Cervical cancer is a type of cancer that develops from the cervix (the entrance into the womb). We know today that most of this type of cancer (about 96 to 99%) is due to an infection by high-risk types of human papilloma viruses (HPV). The HPV virus is extremely common and it has been estimated that 1 in 2 women might be infected in their lifetime. Fortunately, most infections resolve spontaneously and cause no symptoms.
However, in a small group of women, persistent infection with the virus may lead to cervical cancer. Cervical cancer is highly treatable and can be cured if detected early. Fortunately, there are 2 clinically proven methods to prevent cervical cancer – through vaccination and screening.
HPV Vaccination – what is it and where can I take it?
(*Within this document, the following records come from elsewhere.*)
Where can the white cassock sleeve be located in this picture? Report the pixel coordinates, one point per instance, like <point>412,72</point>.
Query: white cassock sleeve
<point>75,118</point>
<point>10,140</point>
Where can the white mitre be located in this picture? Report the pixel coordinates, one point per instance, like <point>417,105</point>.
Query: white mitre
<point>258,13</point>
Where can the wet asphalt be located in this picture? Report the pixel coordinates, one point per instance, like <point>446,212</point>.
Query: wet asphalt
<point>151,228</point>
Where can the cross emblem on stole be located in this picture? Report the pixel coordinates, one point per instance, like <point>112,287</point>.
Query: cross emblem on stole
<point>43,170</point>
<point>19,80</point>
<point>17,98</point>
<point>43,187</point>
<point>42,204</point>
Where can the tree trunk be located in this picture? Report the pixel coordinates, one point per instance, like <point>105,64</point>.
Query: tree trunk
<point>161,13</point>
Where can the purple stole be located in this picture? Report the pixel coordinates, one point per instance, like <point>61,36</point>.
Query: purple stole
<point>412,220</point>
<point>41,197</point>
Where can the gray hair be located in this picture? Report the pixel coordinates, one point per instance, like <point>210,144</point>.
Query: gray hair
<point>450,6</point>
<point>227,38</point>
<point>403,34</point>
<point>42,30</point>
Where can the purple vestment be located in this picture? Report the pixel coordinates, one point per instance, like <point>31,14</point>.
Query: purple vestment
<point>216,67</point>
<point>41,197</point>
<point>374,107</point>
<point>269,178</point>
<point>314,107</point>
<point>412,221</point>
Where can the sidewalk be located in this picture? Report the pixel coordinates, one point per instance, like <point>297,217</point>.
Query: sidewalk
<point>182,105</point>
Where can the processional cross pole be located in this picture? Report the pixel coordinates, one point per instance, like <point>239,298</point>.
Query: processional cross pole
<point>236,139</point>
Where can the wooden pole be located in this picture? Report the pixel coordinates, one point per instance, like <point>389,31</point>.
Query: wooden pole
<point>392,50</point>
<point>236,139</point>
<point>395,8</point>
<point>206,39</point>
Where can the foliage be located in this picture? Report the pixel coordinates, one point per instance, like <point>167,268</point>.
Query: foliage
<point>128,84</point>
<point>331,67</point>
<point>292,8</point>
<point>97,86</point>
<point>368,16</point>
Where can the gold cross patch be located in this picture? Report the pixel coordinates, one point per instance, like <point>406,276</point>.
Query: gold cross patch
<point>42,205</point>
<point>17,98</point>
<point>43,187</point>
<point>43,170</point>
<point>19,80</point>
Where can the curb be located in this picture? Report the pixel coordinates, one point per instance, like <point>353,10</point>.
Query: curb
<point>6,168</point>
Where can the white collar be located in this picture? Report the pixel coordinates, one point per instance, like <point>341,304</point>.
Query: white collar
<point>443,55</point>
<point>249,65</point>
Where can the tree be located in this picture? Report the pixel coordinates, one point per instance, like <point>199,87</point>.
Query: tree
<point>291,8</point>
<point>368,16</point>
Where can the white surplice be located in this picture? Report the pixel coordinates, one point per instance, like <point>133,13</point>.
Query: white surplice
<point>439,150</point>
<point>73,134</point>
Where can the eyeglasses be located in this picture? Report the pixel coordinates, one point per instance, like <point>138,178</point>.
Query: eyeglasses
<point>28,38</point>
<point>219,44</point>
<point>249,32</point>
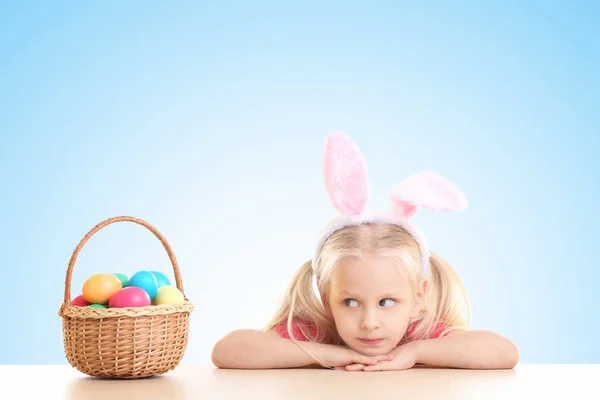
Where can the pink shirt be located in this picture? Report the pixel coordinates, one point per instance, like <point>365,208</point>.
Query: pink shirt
<point>281,329</point>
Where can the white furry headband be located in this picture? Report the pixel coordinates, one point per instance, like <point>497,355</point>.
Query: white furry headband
<point>347,185</point>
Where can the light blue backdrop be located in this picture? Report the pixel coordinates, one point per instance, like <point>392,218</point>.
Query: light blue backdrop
<point>209,123</point>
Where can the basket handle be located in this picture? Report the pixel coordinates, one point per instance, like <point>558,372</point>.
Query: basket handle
<point>109,221</point>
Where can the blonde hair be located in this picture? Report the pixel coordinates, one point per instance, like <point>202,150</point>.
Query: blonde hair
<point>446,299</point>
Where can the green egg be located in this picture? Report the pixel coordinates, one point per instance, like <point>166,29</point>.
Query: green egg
<point>123,278</point>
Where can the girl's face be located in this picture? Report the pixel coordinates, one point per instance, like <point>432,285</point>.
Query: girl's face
<point>371,303</point>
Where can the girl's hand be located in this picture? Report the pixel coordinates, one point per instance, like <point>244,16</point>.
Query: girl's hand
<point>340,356</point>
<point>402,357</point>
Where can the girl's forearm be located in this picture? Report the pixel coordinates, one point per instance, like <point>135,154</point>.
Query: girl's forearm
<point>469,350</point>
<point>252,349</point>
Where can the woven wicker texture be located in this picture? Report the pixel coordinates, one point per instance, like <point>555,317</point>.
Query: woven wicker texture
<point>125,343</point>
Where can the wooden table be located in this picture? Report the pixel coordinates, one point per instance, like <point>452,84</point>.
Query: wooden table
<point>201,382</point>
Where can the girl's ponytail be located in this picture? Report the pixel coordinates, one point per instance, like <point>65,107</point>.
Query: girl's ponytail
<point>446,301</point>
<point>303,309</point>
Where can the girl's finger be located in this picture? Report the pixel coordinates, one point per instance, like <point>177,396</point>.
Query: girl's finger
<point>355,367</point>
Primary prevention of cervical cancer can be achieved through HPV vaccination. The first generation of HPV vaccines have been available in Singapore since 2007 and is used in school vaccination programs as well as polyclinics. This particular vaccine targets types 16 and 18 which account for up to 70% of all cervical cancers. They have been shown to be highly efficacious in numerous studies and have been incorporated in many national screening programs around the world3.
The second generation 9-valent vaccine was approved by the FDA in 2014 and has been available in Singapore since 2017. This newer vaccine targets 7 high-risk types (16,18,31,33,45,52,58) and 2 low-risk types (6,11) and has a reported prevention coverage of up to 90%. It is mainly used in hospitals and private clinics. A large clinical trial showed that more than 99% of girls and women aged 9 to 26 years old develop antibodies to all 9 types of the HPV and the vaccine was not inferior to the first generation vaccines4. Subsequent studies showed that the vaccination can be extended to women up to the age of 45 years old.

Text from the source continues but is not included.